Фонарик, точнее — его узкий луч, завораживал. Я смотрела бездумно на клубящиеся вокруг этой белой нити странные дымки, которые то лениво колыхались, то вдруг резко превращались в настоящие, быстро бегущие сильные волны. Пыль? Туман? Здесь? На шестом этаже административного здания? Если это дым от пожара, то почему дымом здесь не пахнет? Или мы уже угорели, и потому я ничего не чувствую?.. Боже, как не хочется думать…
Внезапно в наше потайное место будто ворвались жёсткие привидения: они плясали по всем стенам и потолкам, судорожно и страшно кривляясь, и я с ужасом смотрела на эту вакханалию света и теней, пока до меня не дошло, что сейчас в нашем тайничке будут те, кто несёт впереди себя сильные фонари. Несёт быстро, возможно — бегом. Наверное, те, от чьих шагов сотрясался пол и дрожали стены.

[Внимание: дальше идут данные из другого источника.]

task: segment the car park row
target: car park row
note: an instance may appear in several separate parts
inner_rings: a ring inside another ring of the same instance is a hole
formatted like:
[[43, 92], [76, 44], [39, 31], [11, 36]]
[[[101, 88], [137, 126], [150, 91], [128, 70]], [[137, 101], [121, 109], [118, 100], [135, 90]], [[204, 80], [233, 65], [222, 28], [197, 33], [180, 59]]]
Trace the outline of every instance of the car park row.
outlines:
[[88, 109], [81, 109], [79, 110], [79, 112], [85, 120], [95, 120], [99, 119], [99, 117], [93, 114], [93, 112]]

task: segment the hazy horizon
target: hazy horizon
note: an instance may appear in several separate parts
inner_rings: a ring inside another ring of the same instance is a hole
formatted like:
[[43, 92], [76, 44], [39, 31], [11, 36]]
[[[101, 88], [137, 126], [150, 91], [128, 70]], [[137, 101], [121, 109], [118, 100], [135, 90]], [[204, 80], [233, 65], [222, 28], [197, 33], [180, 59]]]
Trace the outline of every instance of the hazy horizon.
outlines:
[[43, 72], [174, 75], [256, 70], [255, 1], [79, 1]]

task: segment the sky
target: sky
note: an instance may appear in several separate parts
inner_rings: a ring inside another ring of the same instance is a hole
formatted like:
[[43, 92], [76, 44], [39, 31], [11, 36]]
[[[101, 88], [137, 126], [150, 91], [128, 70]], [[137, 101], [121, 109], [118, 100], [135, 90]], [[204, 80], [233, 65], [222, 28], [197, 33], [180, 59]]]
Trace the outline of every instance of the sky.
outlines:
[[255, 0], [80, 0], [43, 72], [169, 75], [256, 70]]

Ослепительно-белый луч мощного фонаря, вырвавшись из-за поворота, будто кулаком ударил в лицо. Мгновенно ушёл с меня на пол и вперёд, по ходу, — и неожиданно вернулся, как будто его владелец только-только увидел в темноте выхваченную фигуру. Ослеплённая, ничего не понимающая, я смотрела в центр убивающего глаза света и не могла даже моргнуть. А лучей прибавлялось. Где-то как-то смутно я понимала, что перед нами оказались несколько человек, которые разглядывают меня и Кирилла с братом.
Но какие же странные это люди!.. Опустив фонари, они показали и себя. Все как на подбор высокие, в странных, громоздких костюмах — и в масках, которые довольно ярко отсвечивали прозрачным пластиком. Всего лишь разглядывая, но не пытаясь понять, я видела, что у двоих в руках какие-то небольшие цилиндры, от которых тянутся толстые шнуры — с чем-то на конце, похожим на короткие клювы. И как раз из этих клювов и вырывалось белая струя, которую я сначала и приняла за туман.